American singer-songwriter

Scott Foster Harris is an American blues/rock singer, songwriter, and multi-instrumentalist based out of Los Angeles, California and Vienna, Austria. Harris began as a solo artist before forming the psychedelic/blues/rock group Zen Rizing. After Zen ended in 2011 he joined L.A. Guns, respectively with Tracii Guns of Guns N' Roses, as the new frontman. Since 2014 he has been concentrating on his solo musical aspirations and is continuing to build his career based around his enthusiasm for his soulful, poetic brand of futuristic blues/funk/groove/rock.

==History==
Scott Foster Harris, born in Houston, Texas, and raised in Dallas, Texas, became a professional musician at the age of nineteen. While healing from an injury he sustained as a rodeo bull rider, he began writing music and poetry along with a variety of other creative avenues, including acting. Temporarily unable to ride, he began teaching himself to play multiple instruments and, almost immediately, began writing, singing, and performing songs.

Briefly, Harris toured Texas and Oklahoma as a singer/songwriter. He then moved to Nashville, Tennessee to pursue a career as a writer. Once there, he landed a publishing deal with Amylase Music; his earliest songs were cut by artists such as Stephen Cochran, Todd O'Neil and Vinny Van Zant of Trailer Choir. After leaving Amylase he began recording and performing with the rock band Seventy-Seven. However, a short while later he began to create and perform his own music which would eventually become the debut album for Zen Rizing.

He put his band Zen Rizing together and shortly thereafter moved them all out to Los Angeles. Almost immediately they achieved notoriety and success due to accomplishing such feats as winning an LA Music Award for 'rock single of the year' for their tune "Heaven in Your Eyes", establishing a residency at the Whisky a Go Go, receiving airplay on 95.5, opening for Ray Manzarek and Robbie Krieger of The Doors, and becoming regular fixtures on such stages as The House of Blues and The Roxy.
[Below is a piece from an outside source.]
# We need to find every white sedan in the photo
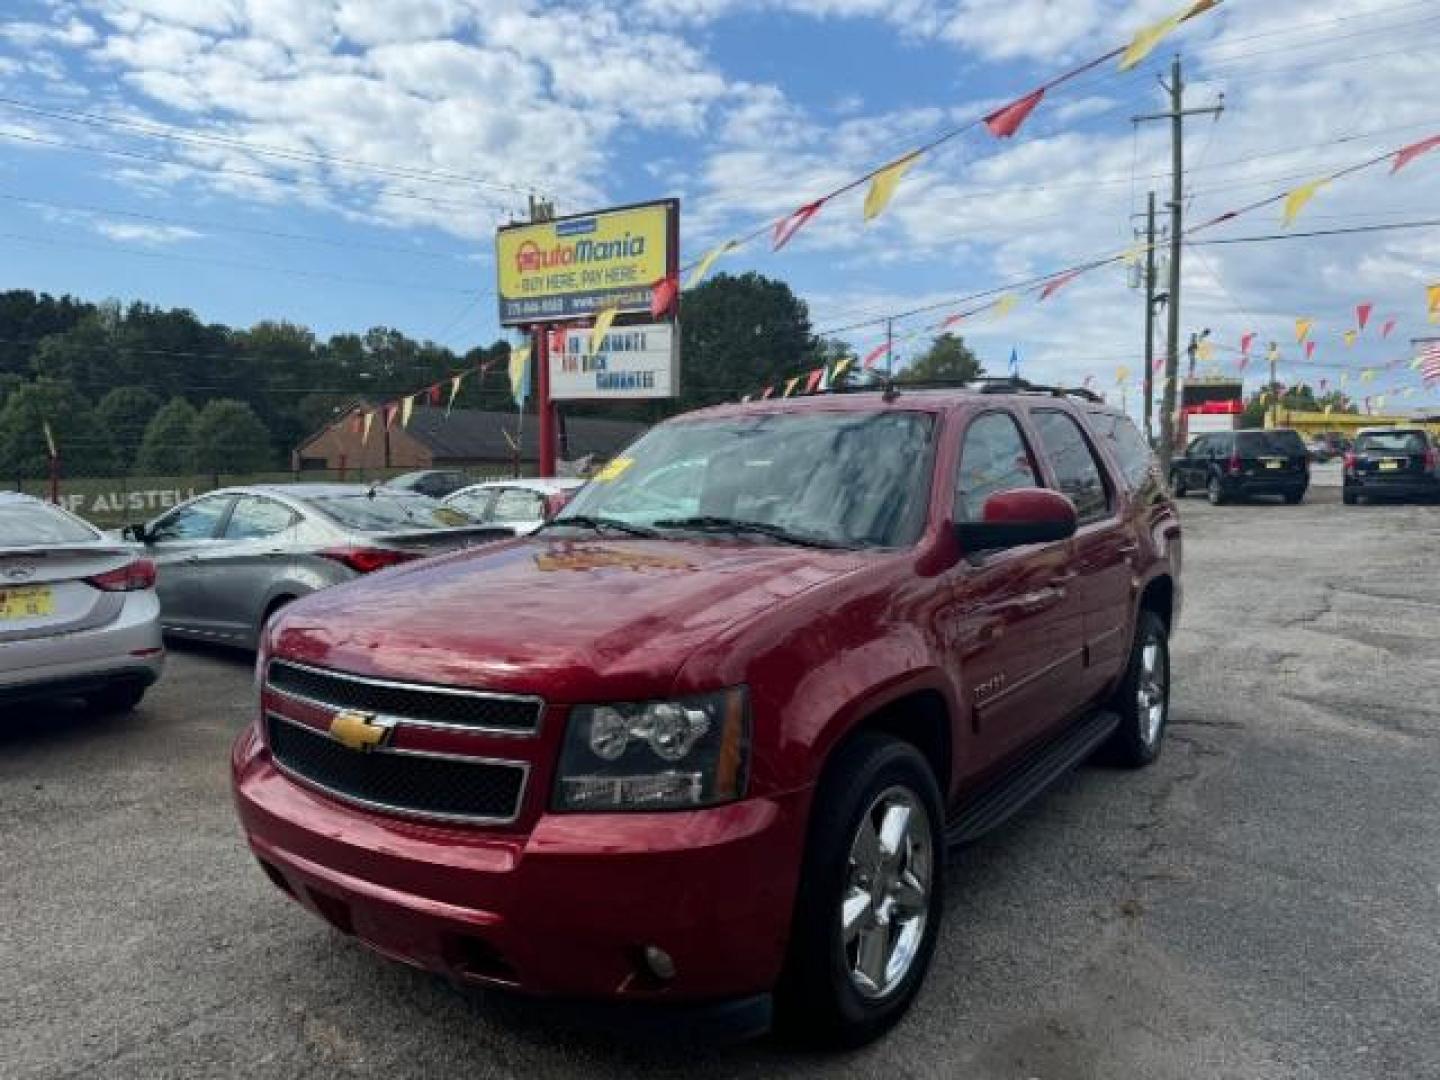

In late 2011, Zen Rizing called it quits for personal/family reasons stemming from two of the band members, thus leaving Harris without his band. He then took the job as frontman for LA Guns and started recording an album, The First Record, with the Tracii Guns' League of Gentlemen for Shrapnel Records. After many tours throughout Europe and the States and after finishing two albums with the League of Gentlemen, the second aptly titled The Second Record, Harris decided to split his time between the America and Europe and thus became a part-time resident of Vienna, Austria as well as Los Angeles. In Europe, Harris landed several songs on Austria's charts via the Wild Style Tattoo Messe album, as well as opened for such artists as Neil Young.

He is currently writing and recording the debut album to his newly formed, self-titled solo project, consisting of his blues/funk/groove/rock inclinations while in Vienna.